あともう少し。
スーパーのポスターや、郵便受けに投げ込まれたチラシから、クリスマスがいよいよ迫っているのだということに気がついた。
「柳生くん、クリスマスどうする?」
「どうするって?」
コーヒーを飲みつつ、柳生くんは、こてん、と首を傾げた。
「ご飯やケーキとかを食べるのか、とか、家にいるのか、とか」
「あ、なるほど」
「食べ物はとりあえず、食べないよね」
「そうだね。ごめん」
断られるのが嫌で先に言えば、謝らせてしまった。
謝られたい訳じゃないのに。
「ううん、大丈夫。家にはいるの?」
「とりあえずは。田所さんは?」
「私は仕事かなぁ」
言いながら、食べ終えた食器をながしに運ぶ。
横に並んだ柳生くんと一緒にそれらを洗った。
「よし、終わり。じゃあ、今日もお散歩する?」
「する」
あの日以来、仕事がない日は、朝ごはんを食べたら一緒にお散歩をするのが日課になっていた。

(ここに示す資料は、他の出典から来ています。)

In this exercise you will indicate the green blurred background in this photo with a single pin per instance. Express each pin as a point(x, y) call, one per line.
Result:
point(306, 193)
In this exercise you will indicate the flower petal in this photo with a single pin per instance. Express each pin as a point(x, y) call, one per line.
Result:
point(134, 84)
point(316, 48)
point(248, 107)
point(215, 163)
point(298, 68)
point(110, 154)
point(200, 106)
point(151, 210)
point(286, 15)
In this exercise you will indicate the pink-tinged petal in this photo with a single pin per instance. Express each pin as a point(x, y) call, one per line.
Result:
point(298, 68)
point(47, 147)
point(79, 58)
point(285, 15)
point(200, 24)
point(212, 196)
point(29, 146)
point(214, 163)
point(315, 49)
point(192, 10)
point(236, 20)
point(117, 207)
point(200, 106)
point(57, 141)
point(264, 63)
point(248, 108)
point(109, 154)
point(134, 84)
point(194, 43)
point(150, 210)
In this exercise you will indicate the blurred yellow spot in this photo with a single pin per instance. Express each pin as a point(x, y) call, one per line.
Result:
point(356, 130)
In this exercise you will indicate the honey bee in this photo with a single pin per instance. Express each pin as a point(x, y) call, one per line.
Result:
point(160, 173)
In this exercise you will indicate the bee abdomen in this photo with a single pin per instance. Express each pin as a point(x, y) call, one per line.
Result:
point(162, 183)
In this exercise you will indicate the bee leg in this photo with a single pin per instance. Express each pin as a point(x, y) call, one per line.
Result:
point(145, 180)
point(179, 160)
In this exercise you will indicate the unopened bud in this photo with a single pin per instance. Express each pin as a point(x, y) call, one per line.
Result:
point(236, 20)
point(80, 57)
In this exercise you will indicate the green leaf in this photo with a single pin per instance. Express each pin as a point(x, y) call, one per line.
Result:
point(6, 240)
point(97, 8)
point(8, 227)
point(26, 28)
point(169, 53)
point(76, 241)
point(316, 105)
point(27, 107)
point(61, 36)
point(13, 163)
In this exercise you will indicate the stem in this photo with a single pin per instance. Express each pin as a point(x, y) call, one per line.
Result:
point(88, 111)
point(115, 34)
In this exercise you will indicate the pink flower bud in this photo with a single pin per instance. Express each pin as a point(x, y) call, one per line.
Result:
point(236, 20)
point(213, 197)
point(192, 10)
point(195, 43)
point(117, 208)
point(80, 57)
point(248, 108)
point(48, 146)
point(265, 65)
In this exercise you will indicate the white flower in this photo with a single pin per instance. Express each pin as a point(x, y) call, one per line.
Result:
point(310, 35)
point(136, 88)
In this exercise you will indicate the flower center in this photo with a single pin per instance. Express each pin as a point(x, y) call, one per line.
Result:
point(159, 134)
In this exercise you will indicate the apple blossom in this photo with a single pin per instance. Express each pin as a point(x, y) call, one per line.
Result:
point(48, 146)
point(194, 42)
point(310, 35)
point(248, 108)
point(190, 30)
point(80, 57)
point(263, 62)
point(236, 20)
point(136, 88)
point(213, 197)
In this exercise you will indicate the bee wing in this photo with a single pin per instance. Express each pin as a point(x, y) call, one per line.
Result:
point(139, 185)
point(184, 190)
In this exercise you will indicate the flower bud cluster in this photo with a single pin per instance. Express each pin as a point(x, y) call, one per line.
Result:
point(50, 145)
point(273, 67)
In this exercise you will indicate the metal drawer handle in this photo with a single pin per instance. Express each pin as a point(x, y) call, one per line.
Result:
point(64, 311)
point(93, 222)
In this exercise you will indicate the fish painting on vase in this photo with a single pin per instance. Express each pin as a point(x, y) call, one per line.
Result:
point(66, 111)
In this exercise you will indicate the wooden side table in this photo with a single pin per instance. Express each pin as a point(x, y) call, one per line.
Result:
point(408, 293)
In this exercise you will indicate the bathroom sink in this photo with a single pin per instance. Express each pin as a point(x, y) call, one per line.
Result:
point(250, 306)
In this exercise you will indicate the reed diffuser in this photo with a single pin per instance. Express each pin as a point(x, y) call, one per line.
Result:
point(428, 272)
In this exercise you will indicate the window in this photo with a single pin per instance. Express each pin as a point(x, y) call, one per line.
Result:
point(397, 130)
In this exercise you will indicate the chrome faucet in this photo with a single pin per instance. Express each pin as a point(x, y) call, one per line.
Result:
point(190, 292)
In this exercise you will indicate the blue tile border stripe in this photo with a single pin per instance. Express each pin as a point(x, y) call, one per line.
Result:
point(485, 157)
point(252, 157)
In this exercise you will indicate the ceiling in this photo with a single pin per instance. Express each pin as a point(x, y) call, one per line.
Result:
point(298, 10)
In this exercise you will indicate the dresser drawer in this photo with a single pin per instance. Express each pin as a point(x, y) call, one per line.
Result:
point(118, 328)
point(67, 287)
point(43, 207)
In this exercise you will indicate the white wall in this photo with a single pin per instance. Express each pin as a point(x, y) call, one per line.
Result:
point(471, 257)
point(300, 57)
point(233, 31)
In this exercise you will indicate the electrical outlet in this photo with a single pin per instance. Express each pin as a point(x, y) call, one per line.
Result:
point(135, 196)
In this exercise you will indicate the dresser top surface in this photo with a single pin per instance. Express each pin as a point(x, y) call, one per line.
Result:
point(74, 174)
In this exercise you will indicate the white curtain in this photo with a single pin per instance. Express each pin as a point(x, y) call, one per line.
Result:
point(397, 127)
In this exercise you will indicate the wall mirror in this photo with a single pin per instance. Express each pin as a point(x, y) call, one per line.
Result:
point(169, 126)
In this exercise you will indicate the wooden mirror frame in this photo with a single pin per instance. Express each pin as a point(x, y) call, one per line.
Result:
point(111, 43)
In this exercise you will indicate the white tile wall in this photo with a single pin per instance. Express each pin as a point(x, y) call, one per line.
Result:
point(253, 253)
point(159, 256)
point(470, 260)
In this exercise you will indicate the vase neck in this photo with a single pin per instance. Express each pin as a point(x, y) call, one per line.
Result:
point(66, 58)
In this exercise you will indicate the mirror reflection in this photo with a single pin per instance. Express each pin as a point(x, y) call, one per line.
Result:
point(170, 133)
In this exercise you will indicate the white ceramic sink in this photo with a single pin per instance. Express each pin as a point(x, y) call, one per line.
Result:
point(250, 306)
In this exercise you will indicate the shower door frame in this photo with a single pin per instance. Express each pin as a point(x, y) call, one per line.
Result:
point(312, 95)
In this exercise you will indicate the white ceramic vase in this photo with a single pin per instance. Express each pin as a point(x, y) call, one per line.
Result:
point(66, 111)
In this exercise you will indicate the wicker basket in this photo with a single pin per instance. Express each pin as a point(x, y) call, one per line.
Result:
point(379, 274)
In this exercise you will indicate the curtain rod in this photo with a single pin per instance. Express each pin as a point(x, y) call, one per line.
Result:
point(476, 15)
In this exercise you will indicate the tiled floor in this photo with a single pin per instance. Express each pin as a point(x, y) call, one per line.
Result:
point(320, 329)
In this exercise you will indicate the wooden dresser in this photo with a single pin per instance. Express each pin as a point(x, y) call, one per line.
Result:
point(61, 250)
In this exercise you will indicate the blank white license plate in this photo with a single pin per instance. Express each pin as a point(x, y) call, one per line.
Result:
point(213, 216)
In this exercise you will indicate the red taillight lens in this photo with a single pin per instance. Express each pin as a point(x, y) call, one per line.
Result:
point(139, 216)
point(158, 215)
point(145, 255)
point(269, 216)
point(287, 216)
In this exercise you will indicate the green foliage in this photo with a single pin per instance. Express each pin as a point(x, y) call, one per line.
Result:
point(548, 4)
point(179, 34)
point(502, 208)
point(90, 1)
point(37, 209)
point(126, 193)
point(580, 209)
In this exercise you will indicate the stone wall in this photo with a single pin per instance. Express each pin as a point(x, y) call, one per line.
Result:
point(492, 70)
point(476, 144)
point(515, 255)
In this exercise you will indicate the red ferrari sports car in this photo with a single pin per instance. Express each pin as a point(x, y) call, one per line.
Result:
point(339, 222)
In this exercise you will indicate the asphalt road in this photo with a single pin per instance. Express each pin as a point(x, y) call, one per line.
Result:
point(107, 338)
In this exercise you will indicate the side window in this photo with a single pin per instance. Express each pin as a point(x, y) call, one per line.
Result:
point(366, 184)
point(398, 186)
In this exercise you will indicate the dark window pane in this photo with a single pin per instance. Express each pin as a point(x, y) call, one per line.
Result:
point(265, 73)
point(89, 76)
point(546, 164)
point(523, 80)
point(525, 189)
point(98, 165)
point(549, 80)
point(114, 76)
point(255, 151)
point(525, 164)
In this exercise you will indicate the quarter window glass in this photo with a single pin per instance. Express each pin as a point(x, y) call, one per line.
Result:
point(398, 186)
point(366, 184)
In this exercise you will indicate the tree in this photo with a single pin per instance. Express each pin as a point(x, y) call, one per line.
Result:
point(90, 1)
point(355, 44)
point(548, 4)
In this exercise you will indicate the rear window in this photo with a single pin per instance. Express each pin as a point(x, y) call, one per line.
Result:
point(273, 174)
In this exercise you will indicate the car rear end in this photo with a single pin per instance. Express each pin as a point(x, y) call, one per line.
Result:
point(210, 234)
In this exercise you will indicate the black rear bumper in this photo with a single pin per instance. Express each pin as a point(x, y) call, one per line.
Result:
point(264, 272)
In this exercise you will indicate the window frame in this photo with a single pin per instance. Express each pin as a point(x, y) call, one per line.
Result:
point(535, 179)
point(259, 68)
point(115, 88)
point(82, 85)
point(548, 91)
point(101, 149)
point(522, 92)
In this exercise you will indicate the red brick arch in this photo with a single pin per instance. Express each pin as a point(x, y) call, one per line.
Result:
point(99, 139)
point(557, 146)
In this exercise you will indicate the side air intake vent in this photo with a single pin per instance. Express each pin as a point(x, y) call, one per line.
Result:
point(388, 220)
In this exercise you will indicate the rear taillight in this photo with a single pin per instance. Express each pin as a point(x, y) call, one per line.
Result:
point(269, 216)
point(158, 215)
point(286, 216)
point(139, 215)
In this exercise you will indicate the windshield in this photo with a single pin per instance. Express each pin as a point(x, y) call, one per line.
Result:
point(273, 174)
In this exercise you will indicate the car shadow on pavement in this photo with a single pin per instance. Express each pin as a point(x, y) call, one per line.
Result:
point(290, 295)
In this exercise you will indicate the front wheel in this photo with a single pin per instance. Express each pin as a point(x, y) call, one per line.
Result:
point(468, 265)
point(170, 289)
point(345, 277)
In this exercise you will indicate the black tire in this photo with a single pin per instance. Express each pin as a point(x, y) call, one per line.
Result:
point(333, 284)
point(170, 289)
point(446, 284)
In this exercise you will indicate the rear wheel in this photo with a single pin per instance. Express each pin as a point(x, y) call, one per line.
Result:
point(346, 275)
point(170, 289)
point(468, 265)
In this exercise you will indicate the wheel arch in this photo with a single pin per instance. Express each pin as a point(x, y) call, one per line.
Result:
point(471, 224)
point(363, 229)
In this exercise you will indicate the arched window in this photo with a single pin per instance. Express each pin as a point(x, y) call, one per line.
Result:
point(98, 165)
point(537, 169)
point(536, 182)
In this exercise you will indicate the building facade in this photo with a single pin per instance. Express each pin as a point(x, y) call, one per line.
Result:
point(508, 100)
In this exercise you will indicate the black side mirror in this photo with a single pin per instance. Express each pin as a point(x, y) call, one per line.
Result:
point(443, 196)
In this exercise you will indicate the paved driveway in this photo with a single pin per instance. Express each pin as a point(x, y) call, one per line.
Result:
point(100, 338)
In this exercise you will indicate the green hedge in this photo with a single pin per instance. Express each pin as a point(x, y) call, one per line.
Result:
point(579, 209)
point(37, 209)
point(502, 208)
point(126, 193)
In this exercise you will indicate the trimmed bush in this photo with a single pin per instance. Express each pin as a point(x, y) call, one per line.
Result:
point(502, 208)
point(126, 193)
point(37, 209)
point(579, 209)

やりたいことリストは、変わらず空白のままだけど、無理やり埋めるのも苦しくなりそうだから、これでいいのかもしれない。
クリスマスが終われば、私の誕生日が来る。
そして、期限の一カ月も。
こんなにのんびり過ごしていていいのだろうか。
そんな焦りがチリチリと胸を焼くけれど、じゃあどうしろと言うのか。
いつものようにお散歩をして、コーヒーを買って、一緒に飲んで。
それでいい。
そんな日常が続けばいい。
続かないのだ、という事実を知ってはいても、無意識のうちにそんなことを祈っている。
時間をどんどん消費している。
自覚はあるけれど、だからってなにができる訳でもない。
思い出は増えている。
ならそれでいいじゃないか。
そう言い聞かせる自分がいる。
私の中にいる、この、隙あらば私を飲み込もうとする感情。
それを、軽くしたいのだと柳生くんは言ってくれた。
軽く、なんてなるんだろうか。
ずっとずっと私を見張っている、この感情が。
でも、せめてお別れの日までには、この感情をなんとかしないといけない。
だって、柳生くんが言ってくれたのだから。
がっかりさせたくない。
外の寒さは、どんどん鋭さを増していた。
きっと刃物だったら、私たちは傷だらけになっているだろう。
寒いね、なんて笑いながら、買ってきたホットコーヒーをすすりつつ、歩く。
幸せが重なっていくのに、なんで、どうして、この感情はそれに覆われてはくれないんだろう。
どれだけ幸せだと思っても、じっと私を見つめているその感情は、消えてなくなってくれないし、隠れてもくれない。
残っている期間は、もうそんなにはない。